RYAN REEBENACKER, TRUMPET SPORTS WRITER
There are a handful of names in Iowa wrestling history that stand above the rest, including Dan Gable, Tom Brands, Cael Sanderson and Wartburg’s Jim ‘Milboy’ Miller. This past summer, Miller took a position as director of the National Wrestling Hall of Fame Dan Gable Museum in his hometown of Waterloo, Iowa, which ended his tenure at Wartburg College.
Miller amassed a staggering resume as head wrestling coach of the Wartburg Knights, earning 10 national championships, 413 dual wins and 21-straight Iowa Conference titles. He coached 37 individual national champions and 147 All-Americans before retiring in 2013.
“There were so many years I stayed thinking that I was gonna retire here at Wartburg,” Miller said. “So yeah it was hard. But the bottom line was it [Dan Gable Museum director] just ticked every box for me at this point in my life.”
“My calling now is to try to lift up every aspect of the sport of wrestling.
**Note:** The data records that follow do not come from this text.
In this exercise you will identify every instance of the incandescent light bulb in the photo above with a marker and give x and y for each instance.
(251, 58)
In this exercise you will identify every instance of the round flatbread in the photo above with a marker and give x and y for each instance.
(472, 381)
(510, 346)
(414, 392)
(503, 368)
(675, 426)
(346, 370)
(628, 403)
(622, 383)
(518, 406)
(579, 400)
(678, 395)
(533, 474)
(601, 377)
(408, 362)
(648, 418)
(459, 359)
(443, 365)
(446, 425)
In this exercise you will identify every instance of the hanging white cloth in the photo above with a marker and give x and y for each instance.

Youth, middle school, high school, college, international, boys and girls. We’re talking about everybody.”
— JIM MILLER, HALL OF FAME DIRECTOR
After he retired as the head wrestling coach following the Knights’ 2013 national championship, Miller stayed at Wartburg as a health and physical wellness instructor. Miller remains a coach emeritus
with the wrestling program.
As director of the museum, Miller is charged with daily operations, which include the preservation of artifacts, programming, communications, planning and fundraising.
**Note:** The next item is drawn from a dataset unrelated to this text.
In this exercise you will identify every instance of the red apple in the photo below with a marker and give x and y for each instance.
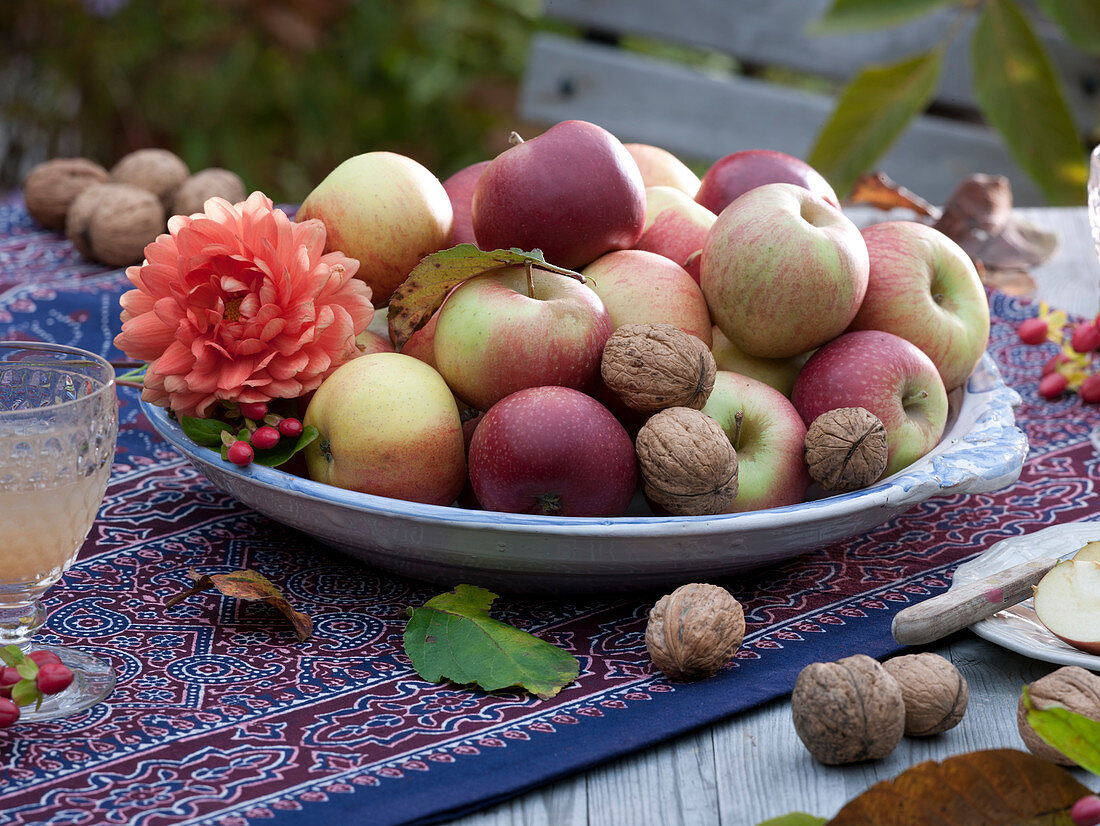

“Historically we work to preserve history, and to use it to inspire,” Miller said. “To promote wrestling at all levels. As a head coach your focus is a tunnel vision on your own team, now my vision is from a much wider standpoint that encapsulates, really, the whole sport. My calling now is to try to lift up every aspect of the sport of wrestling. Youth, middle school, high school, college, international, boys and girls. We’re talking about everybody.”
In October, both Miller and Gable co-signed a letter to the Iowa Girls High School Athletic Union requesting that the organization sanction girls wrestling within the state of Iowa. Within the letter, Miller and Gable wrote that as Iowa is “known worldwide for wrestling,” it should join in the girls wrestling movement.
“Wrestling is one of those sports where you literally get knocked down and you got to get back up,” Miller said. “With all of the life lessons that come with that, why should we restrict the benefits of that experience to one gender? Girls wrestling is growing, it’s sanctioned in a number of states now, why shouldn’t Iowa be a leader in establishing girls wrestling?”